Cl_mem clbuf1 = clCreateBuffer (context,

CL_MEM_READ_ONLY | CL_MEM_COPY_HOST_PTR,

BUFSIZE * sizeof (cl_float), buf1,

NULL );

Cl_mem clbuf2 = clCreateBuffer (context,

CL_MEM_READ_ONLY,

BUFSIZE * sizeof (cl_float), NULL,

NULL );

Cl_event writeEvt;

Status = clEnqueueWriteBuffer (queue, clbuf2, 1, 0, BUFSIZE * sizeof (cl_float), buf2, 0, 0, 0 );

The above code copies the content in buf2 to clbuf2. Because buf2 is located on the host and clbuf2 is located on the device, this function will perform a host-to-device transmission operation, or a copy operation from system memory to video memory, so I placed the clFush function behind this function to submit all the commands in the command queue to the device (note: this command does not ensure that the command execution is complete). Therefore, we call the waitForEventAndRelease function to wait for the write buffer to complete. swaitForEventAndReleae is a user-defined function with the following content, the main code is to use the event to check whether our operation is complete. If the operation is not completed, the program will always block in this line of code, in addition, we can use the built-in clWaitForEvents function in opencl to replace clFlush and swaitForEventAndReleae.

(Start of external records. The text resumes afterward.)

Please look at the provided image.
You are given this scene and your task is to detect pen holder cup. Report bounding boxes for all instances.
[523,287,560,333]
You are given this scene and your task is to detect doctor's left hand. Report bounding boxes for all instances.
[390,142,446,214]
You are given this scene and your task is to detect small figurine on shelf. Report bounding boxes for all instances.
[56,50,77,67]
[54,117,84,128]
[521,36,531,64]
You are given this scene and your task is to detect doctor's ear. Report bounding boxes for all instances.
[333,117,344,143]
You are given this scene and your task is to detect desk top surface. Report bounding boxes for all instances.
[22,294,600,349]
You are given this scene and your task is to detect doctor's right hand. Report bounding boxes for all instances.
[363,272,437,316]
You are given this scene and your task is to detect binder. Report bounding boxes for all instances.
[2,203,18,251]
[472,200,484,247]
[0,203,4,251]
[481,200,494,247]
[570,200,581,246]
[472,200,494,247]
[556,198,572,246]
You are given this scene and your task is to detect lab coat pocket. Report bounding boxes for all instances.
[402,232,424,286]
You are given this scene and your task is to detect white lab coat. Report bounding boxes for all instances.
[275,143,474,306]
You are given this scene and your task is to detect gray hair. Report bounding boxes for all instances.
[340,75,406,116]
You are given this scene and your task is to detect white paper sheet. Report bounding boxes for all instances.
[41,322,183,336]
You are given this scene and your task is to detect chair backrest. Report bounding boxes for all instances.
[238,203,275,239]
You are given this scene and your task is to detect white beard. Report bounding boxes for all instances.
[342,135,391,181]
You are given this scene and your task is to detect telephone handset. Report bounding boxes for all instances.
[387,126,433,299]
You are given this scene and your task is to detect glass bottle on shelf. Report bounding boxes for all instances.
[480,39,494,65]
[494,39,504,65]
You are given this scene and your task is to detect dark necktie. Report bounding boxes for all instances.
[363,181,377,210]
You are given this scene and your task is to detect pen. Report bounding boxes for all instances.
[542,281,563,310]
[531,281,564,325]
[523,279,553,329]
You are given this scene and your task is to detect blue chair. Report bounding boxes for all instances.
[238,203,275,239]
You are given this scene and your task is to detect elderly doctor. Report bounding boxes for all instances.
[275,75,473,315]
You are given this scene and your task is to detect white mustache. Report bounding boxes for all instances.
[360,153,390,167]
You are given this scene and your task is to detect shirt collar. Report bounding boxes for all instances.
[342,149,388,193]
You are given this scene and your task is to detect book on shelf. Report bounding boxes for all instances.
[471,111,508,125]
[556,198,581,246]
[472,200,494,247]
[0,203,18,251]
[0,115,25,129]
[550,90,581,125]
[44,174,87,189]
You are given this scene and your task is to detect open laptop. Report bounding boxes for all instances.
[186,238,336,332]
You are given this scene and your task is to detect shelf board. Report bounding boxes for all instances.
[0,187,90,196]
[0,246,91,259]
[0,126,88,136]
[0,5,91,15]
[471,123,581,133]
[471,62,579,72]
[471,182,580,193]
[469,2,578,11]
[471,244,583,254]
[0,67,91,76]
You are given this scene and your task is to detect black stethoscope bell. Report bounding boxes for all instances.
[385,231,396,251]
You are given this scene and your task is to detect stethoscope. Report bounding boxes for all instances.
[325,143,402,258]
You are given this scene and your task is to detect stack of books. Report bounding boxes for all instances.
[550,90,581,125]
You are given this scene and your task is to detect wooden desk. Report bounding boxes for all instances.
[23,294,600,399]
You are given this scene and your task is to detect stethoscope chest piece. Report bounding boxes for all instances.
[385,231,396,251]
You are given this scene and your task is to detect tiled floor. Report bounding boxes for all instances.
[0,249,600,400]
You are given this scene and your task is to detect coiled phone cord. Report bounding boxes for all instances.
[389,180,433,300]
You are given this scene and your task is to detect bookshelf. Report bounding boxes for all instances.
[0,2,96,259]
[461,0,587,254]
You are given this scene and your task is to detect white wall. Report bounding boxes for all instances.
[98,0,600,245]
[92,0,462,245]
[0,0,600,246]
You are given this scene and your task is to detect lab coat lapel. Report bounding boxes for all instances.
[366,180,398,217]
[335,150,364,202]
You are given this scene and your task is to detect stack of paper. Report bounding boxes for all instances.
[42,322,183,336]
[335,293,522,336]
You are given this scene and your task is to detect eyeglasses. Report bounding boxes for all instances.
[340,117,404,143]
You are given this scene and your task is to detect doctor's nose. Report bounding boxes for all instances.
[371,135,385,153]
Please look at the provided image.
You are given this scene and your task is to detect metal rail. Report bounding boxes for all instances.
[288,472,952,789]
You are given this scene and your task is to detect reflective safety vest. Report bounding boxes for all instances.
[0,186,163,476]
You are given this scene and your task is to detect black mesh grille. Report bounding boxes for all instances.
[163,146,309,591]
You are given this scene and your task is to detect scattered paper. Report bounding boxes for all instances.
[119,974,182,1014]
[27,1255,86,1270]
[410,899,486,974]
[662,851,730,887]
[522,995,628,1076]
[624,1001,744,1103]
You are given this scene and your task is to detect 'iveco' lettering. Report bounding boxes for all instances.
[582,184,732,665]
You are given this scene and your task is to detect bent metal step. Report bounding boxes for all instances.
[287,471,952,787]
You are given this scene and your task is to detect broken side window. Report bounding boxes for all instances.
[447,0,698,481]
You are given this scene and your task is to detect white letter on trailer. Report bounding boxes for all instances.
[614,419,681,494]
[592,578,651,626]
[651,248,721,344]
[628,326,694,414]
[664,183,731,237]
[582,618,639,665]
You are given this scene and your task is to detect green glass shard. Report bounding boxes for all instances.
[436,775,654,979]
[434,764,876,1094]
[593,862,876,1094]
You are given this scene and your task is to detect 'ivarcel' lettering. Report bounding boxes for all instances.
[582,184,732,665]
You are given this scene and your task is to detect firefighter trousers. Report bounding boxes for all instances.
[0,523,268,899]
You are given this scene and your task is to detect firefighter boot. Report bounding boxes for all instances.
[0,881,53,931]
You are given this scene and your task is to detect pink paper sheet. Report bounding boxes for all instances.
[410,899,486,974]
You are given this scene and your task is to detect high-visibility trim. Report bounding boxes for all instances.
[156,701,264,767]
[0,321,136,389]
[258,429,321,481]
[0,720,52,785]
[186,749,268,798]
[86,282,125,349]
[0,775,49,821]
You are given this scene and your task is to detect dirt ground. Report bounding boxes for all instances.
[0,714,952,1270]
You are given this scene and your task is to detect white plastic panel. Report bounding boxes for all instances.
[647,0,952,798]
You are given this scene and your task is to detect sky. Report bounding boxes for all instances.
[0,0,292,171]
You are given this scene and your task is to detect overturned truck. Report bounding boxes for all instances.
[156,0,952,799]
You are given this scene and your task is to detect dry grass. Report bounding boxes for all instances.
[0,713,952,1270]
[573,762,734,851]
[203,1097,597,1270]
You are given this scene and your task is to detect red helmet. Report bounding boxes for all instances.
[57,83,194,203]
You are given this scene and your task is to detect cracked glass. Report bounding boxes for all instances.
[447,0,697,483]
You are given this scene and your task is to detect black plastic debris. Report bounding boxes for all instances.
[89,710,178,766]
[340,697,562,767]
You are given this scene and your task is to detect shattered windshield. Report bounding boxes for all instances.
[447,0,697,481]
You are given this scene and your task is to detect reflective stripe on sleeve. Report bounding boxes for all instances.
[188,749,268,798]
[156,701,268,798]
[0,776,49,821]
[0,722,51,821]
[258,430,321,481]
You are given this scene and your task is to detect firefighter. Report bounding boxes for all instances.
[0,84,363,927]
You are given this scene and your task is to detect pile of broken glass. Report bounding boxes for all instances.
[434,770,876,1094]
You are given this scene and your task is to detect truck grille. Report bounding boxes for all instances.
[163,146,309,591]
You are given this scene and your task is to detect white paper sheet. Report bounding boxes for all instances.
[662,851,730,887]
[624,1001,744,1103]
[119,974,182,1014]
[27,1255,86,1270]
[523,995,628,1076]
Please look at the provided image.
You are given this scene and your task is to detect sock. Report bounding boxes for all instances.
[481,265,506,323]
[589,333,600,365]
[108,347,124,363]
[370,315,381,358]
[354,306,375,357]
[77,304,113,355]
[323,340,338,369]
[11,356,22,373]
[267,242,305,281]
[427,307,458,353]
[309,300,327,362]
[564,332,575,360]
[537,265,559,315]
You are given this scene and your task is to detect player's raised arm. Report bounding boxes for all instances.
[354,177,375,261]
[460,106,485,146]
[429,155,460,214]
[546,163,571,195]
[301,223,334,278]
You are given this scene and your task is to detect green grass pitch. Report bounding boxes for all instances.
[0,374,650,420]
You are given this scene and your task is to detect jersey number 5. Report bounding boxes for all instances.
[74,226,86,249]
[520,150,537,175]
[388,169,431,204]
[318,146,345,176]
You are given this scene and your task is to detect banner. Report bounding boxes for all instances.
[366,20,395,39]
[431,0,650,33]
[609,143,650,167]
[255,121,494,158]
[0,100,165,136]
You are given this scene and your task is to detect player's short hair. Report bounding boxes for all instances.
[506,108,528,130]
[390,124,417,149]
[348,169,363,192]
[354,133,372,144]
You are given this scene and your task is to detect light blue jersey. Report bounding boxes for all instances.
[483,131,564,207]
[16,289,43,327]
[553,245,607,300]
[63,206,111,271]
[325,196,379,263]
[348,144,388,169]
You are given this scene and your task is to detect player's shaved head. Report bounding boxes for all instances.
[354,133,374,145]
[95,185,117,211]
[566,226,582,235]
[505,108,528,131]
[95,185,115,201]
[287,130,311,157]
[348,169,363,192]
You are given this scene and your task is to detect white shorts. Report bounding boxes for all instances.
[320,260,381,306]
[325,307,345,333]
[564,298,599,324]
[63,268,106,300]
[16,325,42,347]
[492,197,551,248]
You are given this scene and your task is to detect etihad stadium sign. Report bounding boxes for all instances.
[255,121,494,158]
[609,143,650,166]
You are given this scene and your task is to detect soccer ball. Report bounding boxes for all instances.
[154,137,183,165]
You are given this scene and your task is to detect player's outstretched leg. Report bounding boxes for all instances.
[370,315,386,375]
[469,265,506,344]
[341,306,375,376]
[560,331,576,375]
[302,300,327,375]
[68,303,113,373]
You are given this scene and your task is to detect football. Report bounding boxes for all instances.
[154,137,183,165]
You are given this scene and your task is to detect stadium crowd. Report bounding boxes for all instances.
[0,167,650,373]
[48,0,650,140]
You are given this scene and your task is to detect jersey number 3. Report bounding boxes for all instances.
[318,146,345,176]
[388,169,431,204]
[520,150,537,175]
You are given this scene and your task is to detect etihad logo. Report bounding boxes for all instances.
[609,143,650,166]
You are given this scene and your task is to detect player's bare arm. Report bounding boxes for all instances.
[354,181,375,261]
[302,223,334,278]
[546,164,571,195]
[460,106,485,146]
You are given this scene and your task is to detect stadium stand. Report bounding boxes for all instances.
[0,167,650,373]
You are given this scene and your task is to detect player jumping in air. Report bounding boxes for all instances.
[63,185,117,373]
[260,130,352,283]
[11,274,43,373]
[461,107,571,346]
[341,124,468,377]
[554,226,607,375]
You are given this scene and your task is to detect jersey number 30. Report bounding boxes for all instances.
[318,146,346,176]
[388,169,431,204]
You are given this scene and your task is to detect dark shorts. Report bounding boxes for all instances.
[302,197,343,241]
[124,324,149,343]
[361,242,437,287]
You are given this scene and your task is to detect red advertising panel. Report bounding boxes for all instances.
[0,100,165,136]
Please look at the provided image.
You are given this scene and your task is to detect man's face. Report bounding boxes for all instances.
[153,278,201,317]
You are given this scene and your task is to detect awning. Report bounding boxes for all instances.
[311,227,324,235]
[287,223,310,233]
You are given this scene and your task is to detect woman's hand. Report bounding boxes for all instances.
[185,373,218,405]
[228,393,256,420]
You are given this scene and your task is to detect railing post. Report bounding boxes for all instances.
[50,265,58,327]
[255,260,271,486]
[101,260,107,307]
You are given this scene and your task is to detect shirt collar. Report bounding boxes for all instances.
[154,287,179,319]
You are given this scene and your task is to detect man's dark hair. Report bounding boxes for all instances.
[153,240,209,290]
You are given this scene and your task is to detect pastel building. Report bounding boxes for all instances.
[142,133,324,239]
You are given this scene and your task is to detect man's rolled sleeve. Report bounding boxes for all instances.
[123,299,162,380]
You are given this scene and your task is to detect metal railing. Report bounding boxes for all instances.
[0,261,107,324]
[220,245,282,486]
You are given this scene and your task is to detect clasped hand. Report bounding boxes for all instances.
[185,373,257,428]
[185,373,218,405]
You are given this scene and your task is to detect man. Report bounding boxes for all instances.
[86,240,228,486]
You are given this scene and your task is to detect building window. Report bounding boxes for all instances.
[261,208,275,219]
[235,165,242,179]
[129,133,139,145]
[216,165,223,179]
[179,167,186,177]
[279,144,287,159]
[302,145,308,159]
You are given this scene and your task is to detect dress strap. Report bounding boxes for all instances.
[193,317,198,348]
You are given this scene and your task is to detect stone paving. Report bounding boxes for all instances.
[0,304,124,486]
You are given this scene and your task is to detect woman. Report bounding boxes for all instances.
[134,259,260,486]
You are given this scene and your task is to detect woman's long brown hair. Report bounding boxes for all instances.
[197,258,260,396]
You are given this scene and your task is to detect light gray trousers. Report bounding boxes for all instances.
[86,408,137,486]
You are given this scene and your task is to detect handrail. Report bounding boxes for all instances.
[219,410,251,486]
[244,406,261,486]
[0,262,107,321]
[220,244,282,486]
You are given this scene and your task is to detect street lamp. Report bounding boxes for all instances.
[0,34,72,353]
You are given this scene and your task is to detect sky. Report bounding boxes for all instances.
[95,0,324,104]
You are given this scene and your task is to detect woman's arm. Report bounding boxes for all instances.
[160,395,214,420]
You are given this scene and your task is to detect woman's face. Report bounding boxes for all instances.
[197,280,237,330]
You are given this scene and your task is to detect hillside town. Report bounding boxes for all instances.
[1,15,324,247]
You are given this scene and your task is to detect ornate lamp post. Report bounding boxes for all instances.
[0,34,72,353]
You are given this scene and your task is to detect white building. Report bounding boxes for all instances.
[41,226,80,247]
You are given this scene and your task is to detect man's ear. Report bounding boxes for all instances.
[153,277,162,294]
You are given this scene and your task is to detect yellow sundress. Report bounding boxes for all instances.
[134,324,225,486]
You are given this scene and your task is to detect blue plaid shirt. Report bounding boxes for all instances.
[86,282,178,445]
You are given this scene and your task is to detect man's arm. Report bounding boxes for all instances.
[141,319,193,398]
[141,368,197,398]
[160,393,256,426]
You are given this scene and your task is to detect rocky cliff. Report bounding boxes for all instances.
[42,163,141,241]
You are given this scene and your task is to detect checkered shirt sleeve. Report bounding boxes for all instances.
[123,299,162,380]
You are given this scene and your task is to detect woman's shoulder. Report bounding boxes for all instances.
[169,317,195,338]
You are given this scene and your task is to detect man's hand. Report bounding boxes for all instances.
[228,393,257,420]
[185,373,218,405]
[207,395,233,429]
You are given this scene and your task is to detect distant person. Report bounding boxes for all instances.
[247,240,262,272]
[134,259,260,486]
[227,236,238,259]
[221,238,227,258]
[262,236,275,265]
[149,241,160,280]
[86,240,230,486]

// Wait until the event is completed

Int waitForEventAndRelease (cl_event * event)

{

Cl_int status = CL_SUCCESS;

Cl_int eventStatus = CL_QUEUED;

While (eventStatus! = CL_COMPLETE)

{

Status = clGetEventInfo (

* Event,

CL_EVENT_COMMAND_EXECUTION_STATUS,

Sizeof (cl_int ),

& EventStatus,

NULL );

}

Status = clReleaseEvent (* event );

Return 0;

}

Status = clFlush (queue );

// Wait until the data transmission is complete before proceeding

WaitForEventAndRelease (& writeEvt );

Cl_mem buffer = clCreateBuffer (context,

CL_MEM_WRITE_ONLY,

BUFSIZE * sizeof (cl_float ),

NULL, NULL );

In the kernel file, the Code executed in the gpu is put in a separate file add. cl. In this program, the kernel code is very simple, but the two arrays are added. The kernel code is as follows:

__kernel void vecadd(__global const float* A, __global const float* B, __global float* C)

{

int id = get_global_id(0);

C[id] = A[id] + B[id];

}

// The kernel File is add. cl.

Const char * filename = "add. cl"

Std: string sourceStr;

Status = convertToString (filename, sourceStr );

ConvertToString is also a user-defined function that reads the kernel source file into a string. Its code is as follows:

// Read the text file into a string to read the kernel source file

Int convertToString (const char * filename, std: string & s)

{

Size_t size;

Char * str;

Std: fstream f (filename, (std: fstream: in | std: fstream: binary ));

If (f. is_open ())

{

Size_t fileSize;

F. seekg (0, std: fstream: end );

Size = fileSize = (size_t) f. tellg ();

F. seekg (0, std: fstream: beg );

Str = new char [size + 1];

If (! Str)

{

F. close ();

Return NULL;

}

F. read (str, fileSize );

F. close ();

Str [size] = '\ 0 ';

S = str;

Delete [] str;

Return 0;

}

Printf ("Error: Failed to open file % s \ n", filename );

Return 1;

}

Const char * source = sourceStr. c_str ();

Size_t sourceSize [] = {strlen (source )};

// Create a program object

Cl_program program = clCreateProgramWithSource (context, 1, & source, sourceSize, NULL );

// Compile the program object

Status = clBuildProgram (program, 1, & device, NULL );

If (status! = 0)

{

Printf ("clBuild failed: % d \ n", status );

Chartbuf [0x10000];

ClGetProgramBuildInfo (program, device, CL_PROGRAM_BUILD_LOG, 0x10000, tbuf, NULL );

Printf ("\ n % s \ n", tbuf );

Return-1;

}

// Create a Kernel object

Cl_kernel kernel = clCreateKernel (program, "vecadd", NULL );

// Set the Kernel Parameter

Cl_int clnum = BUFSIZE;

ClSetKernelArg (kernel, 0, sizeof (cl_mem), (void *) & clbuf1 );

ClSetKernelArg (kernel, 1, sizeof (cl_mem), (void *) & clbuf2 );

ClSetKernelArg (kernel, 2, sizeof (cl_mem), (void *) & buffer );

Note: When executing the kernel, we only set the number of global work items, but not the group size. At this time, the system will use the default work group size, which may be 256.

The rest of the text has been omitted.